Part of the dichotomy is surely “dollars” as a matter of finance rather than the dollar as purely currency. Whatever the entanglement, March’s numbers have even the credentialed economists, wholly unperturbed until now, suddenly nervous about not just China but the whole rest of it.

“It’s a very bad number that was much worse than expectations,” Louis Kuijs, an economist at RBS in Hong Kong, said about the export data.

 

“It leads to warning flags both on global demand and China’s competitiveness.”

 

Buffeted by lukewarm foreign and domestic demand, China’s trade sector has wobbled in the past year on the back of the country’s cooling economy, unsettling policymakers.

That last phrase, “unsettling policymakers” I think is wholly incorrect; if anything, the PBOC and Chinese government have been warning about this very scenario for some time. That would seem to apply as far backward as even late 2013 when the introduction of monetary and financial “reform” turned to a priority. If anything is “unsettled” about weakness in China, and more importantly what that signals the global economy, it is economists that are still operating under the knotted assumptions that monetary policy does more than bubbles and thus the US is “booming.”

ABOOK April China Exports

The export end is still stuck inside the context of the 2012 slowdown, which is precisely the problem that PBOC-led “reform” is aiming to counter. The Chinese have given up on the US and Europe in terms of full recovery, and have realized it is pointless to build and nurture even larger domestic bubbles when the global economy remains clearly in the “wrong” direction three years after the slowdown.

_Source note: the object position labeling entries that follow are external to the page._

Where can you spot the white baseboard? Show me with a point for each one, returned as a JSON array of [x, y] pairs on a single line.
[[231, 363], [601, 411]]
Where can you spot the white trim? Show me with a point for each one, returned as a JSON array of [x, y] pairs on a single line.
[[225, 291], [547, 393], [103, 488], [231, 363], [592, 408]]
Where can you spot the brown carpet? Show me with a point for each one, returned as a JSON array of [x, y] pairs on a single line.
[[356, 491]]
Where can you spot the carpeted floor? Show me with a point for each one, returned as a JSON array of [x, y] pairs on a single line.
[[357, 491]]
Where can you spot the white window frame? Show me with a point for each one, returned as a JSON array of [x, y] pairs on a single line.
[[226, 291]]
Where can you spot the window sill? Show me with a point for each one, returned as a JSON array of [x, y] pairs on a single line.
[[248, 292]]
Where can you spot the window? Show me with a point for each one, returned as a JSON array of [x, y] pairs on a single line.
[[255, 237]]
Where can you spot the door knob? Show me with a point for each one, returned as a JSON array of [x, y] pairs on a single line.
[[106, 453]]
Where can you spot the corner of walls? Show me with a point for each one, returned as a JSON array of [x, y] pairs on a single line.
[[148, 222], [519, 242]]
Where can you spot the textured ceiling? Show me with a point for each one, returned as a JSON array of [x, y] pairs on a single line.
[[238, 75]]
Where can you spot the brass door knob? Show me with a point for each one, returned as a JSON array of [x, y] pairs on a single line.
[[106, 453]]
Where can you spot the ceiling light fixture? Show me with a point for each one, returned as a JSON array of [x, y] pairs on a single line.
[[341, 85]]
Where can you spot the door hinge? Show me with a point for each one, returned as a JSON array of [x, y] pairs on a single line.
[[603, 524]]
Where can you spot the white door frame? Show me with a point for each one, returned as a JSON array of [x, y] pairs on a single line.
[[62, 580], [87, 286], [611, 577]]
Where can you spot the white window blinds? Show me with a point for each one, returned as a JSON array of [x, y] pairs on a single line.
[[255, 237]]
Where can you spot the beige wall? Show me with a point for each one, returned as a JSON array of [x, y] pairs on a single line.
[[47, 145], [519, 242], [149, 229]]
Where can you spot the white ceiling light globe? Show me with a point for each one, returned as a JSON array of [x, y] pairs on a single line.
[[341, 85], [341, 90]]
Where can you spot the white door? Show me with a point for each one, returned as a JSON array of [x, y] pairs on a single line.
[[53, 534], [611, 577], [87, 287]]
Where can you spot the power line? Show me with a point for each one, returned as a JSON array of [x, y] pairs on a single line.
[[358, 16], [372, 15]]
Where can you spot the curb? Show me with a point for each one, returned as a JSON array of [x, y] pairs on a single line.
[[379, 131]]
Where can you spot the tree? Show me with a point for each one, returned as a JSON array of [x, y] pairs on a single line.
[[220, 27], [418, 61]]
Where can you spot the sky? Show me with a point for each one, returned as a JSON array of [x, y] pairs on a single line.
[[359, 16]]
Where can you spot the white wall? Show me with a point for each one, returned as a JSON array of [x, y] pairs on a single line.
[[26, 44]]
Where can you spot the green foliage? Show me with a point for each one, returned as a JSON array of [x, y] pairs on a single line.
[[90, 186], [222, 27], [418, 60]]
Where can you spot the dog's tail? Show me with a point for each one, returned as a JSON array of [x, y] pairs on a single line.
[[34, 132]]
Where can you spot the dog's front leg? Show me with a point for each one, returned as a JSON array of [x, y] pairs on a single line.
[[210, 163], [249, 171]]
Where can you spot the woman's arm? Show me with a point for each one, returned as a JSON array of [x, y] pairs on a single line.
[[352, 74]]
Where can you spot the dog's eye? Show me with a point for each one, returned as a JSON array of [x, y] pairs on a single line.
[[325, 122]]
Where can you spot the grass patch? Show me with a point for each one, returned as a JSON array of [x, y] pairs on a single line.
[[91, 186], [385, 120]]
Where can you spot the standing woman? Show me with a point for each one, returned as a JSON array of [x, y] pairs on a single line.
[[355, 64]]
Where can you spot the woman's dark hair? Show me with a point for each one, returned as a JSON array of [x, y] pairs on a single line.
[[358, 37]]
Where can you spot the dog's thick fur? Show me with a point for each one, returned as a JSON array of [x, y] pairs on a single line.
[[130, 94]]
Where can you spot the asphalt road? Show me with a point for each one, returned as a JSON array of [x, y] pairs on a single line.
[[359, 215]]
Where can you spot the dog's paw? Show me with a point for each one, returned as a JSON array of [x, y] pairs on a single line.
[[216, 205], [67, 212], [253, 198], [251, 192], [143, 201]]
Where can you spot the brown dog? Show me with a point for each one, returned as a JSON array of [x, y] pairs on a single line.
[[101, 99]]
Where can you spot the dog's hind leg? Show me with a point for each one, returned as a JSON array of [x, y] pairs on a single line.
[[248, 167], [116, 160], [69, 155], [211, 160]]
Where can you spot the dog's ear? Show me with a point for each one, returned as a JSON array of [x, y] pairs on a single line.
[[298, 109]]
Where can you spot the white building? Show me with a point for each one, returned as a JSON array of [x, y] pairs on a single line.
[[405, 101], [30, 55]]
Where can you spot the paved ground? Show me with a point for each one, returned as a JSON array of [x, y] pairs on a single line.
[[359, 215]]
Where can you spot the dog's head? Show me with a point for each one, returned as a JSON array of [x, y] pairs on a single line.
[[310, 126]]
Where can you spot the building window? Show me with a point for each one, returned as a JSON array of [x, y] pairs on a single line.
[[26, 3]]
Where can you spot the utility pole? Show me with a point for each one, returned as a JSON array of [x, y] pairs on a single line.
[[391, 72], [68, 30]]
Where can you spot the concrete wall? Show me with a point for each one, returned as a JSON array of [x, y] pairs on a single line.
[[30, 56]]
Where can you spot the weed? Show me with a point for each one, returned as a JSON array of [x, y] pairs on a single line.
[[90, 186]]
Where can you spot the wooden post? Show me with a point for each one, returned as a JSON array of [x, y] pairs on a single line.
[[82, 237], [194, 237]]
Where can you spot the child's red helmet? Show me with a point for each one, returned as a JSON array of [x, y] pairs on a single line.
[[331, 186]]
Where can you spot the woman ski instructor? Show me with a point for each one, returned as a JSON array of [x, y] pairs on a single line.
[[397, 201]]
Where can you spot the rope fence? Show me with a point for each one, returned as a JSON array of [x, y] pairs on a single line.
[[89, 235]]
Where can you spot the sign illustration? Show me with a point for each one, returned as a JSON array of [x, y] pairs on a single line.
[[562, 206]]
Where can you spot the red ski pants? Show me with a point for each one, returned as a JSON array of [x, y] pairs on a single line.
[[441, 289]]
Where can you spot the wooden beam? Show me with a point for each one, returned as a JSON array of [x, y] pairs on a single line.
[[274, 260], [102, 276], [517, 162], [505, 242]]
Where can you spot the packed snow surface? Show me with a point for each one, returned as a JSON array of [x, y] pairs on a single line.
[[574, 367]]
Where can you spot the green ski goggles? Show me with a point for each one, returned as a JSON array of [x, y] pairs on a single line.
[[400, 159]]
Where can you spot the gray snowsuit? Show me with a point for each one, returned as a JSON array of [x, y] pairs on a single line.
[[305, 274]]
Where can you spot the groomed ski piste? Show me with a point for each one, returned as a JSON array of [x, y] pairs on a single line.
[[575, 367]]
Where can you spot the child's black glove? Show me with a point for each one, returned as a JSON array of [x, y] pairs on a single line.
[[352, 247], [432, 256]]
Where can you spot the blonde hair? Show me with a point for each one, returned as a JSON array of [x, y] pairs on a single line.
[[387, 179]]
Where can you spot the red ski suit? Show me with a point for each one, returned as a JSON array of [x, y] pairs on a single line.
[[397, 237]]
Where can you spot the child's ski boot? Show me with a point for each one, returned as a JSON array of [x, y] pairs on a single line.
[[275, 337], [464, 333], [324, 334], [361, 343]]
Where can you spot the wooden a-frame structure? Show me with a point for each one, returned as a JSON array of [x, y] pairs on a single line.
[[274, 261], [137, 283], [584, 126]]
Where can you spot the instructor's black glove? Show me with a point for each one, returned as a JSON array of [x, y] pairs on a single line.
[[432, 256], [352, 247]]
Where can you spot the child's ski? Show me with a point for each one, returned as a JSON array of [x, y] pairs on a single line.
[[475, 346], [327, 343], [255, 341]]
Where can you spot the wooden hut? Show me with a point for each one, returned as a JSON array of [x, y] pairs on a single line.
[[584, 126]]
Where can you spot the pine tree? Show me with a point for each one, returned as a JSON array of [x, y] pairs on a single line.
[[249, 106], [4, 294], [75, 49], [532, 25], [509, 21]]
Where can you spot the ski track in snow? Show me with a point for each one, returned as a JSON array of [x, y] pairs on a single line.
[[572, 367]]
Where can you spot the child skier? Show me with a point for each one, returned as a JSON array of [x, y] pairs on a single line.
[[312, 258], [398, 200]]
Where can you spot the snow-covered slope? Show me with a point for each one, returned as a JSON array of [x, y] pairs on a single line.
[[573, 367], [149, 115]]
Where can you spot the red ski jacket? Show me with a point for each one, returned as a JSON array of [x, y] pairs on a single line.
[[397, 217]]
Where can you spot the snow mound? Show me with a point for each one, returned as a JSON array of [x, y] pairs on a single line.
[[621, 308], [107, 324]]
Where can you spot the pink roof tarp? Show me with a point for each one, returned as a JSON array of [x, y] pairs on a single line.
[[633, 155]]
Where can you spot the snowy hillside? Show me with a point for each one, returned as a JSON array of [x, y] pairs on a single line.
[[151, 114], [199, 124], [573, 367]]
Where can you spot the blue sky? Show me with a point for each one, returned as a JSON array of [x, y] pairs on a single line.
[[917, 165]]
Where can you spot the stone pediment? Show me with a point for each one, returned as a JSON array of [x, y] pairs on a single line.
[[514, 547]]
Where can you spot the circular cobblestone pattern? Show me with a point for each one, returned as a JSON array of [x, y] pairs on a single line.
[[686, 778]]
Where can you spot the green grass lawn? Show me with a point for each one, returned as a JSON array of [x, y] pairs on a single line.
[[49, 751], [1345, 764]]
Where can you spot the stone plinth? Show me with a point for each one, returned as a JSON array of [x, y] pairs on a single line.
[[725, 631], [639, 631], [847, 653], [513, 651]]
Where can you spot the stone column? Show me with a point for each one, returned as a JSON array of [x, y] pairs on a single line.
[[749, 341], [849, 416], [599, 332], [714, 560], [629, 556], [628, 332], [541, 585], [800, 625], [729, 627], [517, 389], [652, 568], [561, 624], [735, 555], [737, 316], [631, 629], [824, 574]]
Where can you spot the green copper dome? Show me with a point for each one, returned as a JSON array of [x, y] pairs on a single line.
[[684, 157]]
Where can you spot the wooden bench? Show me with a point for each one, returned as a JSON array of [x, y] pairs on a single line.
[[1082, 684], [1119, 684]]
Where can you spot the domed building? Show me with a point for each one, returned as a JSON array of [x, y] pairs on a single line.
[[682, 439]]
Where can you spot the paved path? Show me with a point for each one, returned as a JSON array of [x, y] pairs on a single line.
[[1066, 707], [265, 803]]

It is the other side of the trade equation that has turned toward cyclical pessimism about where this is all headed. While exports may be an even lagging picture of the global economy, China’s unique place as the global supply pivot provides and suggests a temporal element between imports and exports. In other words, the pace of imports is like “orders” and the pace of exports is of “production.” If imports activity acts in that manner, then trade further down the supply chain is the Chinese read and expectation of future “demand.” And it is ugly – Great Recession ugly.

ABOOK April China Imports

Regardless of the lunar year’s calendar “effects”, imports sunk by 17.8% in the first quarter which has nothing to do with the “competitiveness” of the “dollar.” That is the worst quarter since Q2 2009 – the very trough of that affair.

ABOOK April China Im Lead Ex

This has led to increasing speculation that this week’s GDP report will be less than even the 7% “target”, though you cannot underestimate the ability of the government to “somehow” meet its GDP target consistently. However, reported on Wednesday will be both Chinese retail sales and industrial production, both of which have been much lighter of late, so the economy apart from the full government distortion might be open regardless of GDP.

When even the economists are starting to get nervous, you know this is not the typical “apologize by year end for missing expectations.”